Monday, January 11, 2016

Wide World of Sports

For many, this will not be a popular post to The Shiloh Insider. It covers our culture's unhealthy addiction to the world of sports, and how those unhealthy addictions have led to destructive behaviors.

Do not get me wrong, I have been a sports fan. I enjoy supporting the St. Louis Cardinals, the Indianapolis Colts and the Indiana Hoosiers. It is not that I do not enjoy other sports, but these are the teams with whom I have had a more direct sports relationship. I attended and graduated from Indiana University, so I cheer for the Hoosiers, especially their basketball team. I lived in St. Louis for better than three years, met a woman from the area, and have been married to her for thirty years (as of January 18). It is somewhere in the wedding contract that I had to become a Cardinal's fan. I am originally from Indiana. The Colts were an easy choice, particularly in the early years of the franchise.

I have noticed a disappointing trend, however. What used to be healthy competition between teams of respectful, honorable and, at least occasionally, mutually supportive groups of persons has now become a battle. That which once built character and nurtured development has now stunted growth and lead to devastating and destructive behavior.

Consider the doping scandals that have taken place in several sports. Think for a moment about the abuse allegations that have been so widely publicized of late. What of the concussion statistics in football? Every year, college sports programs throughout the country are suspended, fined, even terminated, for engaging in illegal and/or unethical practices. Increasingly, the damage of unrestricted competition has eroded the foundation of youth sports, extra-curricular school activities, community recreational leagues and Little League. Parents and fans fight in the stands. In Dayton, last week's high school basketball games were played without fans in the stands because of violence.

The wide world of sports is out of control in our culture. I wonder how much time and money we spend on attending sporting events, buying the gear of our favorite teams, watching games or matches or rounds on television? We live in an age when teachers make only a scant fraction of what we pay professional sports figures, when even the most productive scientists are barely known in comparison to the starting offensive line of the Bengals, and when we skip important functions, scheduling our lives around sports schedules.
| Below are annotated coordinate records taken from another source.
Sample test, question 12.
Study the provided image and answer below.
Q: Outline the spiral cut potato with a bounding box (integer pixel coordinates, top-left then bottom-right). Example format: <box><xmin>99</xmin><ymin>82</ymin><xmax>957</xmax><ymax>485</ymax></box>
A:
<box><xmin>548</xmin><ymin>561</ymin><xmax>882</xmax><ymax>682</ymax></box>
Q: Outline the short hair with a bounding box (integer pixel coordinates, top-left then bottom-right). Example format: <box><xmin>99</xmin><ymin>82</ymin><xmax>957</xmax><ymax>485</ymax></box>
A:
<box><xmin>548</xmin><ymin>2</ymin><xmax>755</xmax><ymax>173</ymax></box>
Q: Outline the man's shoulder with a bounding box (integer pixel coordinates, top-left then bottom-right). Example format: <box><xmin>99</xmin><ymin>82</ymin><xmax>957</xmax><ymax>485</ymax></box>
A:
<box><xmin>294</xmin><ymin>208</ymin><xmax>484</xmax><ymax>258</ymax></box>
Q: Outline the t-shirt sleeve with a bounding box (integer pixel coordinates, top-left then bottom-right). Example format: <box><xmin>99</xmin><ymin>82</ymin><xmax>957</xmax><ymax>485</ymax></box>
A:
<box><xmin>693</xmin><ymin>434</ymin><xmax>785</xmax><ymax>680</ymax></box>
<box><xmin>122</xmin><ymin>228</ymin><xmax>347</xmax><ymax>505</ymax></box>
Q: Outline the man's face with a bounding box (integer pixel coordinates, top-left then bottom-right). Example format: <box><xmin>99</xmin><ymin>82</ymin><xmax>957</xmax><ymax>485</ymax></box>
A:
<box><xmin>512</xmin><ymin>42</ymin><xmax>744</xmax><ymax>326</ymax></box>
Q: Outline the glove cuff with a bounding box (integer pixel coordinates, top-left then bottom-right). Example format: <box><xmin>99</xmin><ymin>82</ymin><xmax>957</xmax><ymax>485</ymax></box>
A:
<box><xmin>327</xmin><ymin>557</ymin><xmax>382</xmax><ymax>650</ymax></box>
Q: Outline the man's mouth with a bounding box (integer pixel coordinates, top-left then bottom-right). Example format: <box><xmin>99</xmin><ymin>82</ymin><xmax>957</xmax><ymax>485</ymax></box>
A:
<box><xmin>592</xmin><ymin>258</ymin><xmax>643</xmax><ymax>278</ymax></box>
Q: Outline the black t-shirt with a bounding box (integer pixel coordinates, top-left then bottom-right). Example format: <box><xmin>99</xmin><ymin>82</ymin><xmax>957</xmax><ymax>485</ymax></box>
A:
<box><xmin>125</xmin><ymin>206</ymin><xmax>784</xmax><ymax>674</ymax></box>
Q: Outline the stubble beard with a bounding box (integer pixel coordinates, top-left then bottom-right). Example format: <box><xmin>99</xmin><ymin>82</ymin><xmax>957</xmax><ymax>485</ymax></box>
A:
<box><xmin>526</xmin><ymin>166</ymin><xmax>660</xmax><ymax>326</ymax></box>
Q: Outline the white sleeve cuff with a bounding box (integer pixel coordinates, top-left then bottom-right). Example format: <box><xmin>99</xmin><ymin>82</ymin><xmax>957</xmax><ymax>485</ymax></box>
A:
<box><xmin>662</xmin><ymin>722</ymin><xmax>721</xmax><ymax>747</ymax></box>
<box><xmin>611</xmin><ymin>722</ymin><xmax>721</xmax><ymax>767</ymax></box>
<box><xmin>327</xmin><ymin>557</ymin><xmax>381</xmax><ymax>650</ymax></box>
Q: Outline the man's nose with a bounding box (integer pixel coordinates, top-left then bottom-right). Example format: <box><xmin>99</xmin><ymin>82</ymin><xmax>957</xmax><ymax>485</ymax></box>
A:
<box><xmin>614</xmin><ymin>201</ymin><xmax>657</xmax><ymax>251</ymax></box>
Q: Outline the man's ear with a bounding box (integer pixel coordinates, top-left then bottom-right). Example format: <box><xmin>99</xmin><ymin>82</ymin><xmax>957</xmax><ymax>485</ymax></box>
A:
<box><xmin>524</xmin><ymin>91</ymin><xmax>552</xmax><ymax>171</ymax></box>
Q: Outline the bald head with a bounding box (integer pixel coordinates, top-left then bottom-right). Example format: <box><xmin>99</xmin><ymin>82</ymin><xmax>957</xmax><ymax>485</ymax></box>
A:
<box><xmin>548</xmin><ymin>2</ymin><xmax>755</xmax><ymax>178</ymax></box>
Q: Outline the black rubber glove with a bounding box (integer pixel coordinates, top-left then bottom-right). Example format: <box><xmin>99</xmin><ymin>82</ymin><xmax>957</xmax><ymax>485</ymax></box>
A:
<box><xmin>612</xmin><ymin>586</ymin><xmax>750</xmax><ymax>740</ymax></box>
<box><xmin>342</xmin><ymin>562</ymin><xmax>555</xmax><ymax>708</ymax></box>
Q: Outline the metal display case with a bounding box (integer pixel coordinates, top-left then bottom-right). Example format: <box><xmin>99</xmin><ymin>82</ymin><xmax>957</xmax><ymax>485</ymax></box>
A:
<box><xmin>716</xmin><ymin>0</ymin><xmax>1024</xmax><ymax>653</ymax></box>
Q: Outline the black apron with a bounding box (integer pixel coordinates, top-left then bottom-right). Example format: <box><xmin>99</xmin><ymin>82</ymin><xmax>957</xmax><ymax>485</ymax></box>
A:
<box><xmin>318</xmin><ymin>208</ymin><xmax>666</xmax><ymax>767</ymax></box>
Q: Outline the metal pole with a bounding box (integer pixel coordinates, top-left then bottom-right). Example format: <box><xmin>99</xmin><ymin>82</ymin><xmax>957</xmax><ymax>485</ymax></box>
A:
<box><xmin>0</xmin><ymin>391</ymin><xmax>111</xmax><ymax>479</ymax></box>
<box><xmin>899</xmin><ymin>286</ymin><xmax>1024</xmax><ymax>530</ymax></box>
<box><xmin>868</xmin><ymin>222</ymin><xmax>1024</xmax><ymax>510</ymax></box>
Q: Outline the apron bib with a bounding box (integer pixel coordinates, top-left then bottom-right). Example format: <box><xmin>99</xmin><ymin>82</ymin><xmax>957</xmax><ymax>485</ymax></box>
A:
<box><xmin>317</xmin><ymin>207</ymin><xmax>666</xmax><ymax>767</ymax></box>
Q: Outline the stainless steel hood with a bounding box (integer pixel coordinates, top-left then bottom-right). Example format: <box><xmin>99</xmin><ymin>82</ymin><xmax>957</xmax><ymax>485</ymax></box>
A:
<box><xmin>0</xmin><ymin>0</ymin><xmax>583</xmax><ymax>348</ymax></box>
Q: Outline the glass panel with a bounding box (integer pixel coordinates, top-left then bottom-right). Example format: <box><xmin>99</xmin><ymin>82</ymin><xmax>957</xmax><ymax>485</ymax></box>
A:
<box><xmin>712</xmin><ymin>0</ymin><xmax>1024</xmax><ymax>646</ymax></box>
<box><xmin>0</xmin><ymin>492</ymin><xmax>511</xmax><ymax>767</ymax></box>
Then came this past week's wild-card game between the Cincinnati Bengals and the Pittsburgh's Steelers. It was ugly from before its start. During warm-ups the game officials stood in a designated "no-man's zone'" in the middle of the field, between the two teams. They feared pre-game violence between the two teams, as such was the case the last time the two had met. The game was a pitiful portrayal of rule-bending, excessive roughness, trash talking, childishness and immaturity that I had witnesses. Most of it took place on the field, but the fans in the stands followed suit. It was embarrassing. It was a game devoid of any redeeming value, lacking even the most basic potentially positive components of sport.

But we are addicted. We swallow the world of professional sport, filling our veins with its partisanship and having to degrade those who are our enemies' fans. We call names. We fling cans and bottles. We deface opponents' wear and defile their banners. We adhere little pissing characters on our automobile windows, urinating on the name of a competing city's team. We swear and yell and throw fits. We scream at our high school kids and charge the field of our little leaguers. We abuse referees and umpires and officials. Coaches are only so good as their records of wins and losses, despite other, more important, components of sport.

It has become ridiculous. It is completely out of control. Like our politics and our economics, sport is eroding the fabric of who we are as a people. It is time that we get a handle on our addiction, that we wean ourselves from its allure, that we break our unhealthy reliance on what the wide world of sports has become. It is time to focus on much more important facets of corporate life and community benefit. We tried the sporting world and it did not work to build us. If anything it continues to tear us down.

Let me see. Maybe spirituality will better serve us? I don't know. It may become the same competitive, divisive, destructive influence that we see in the wide world of sports.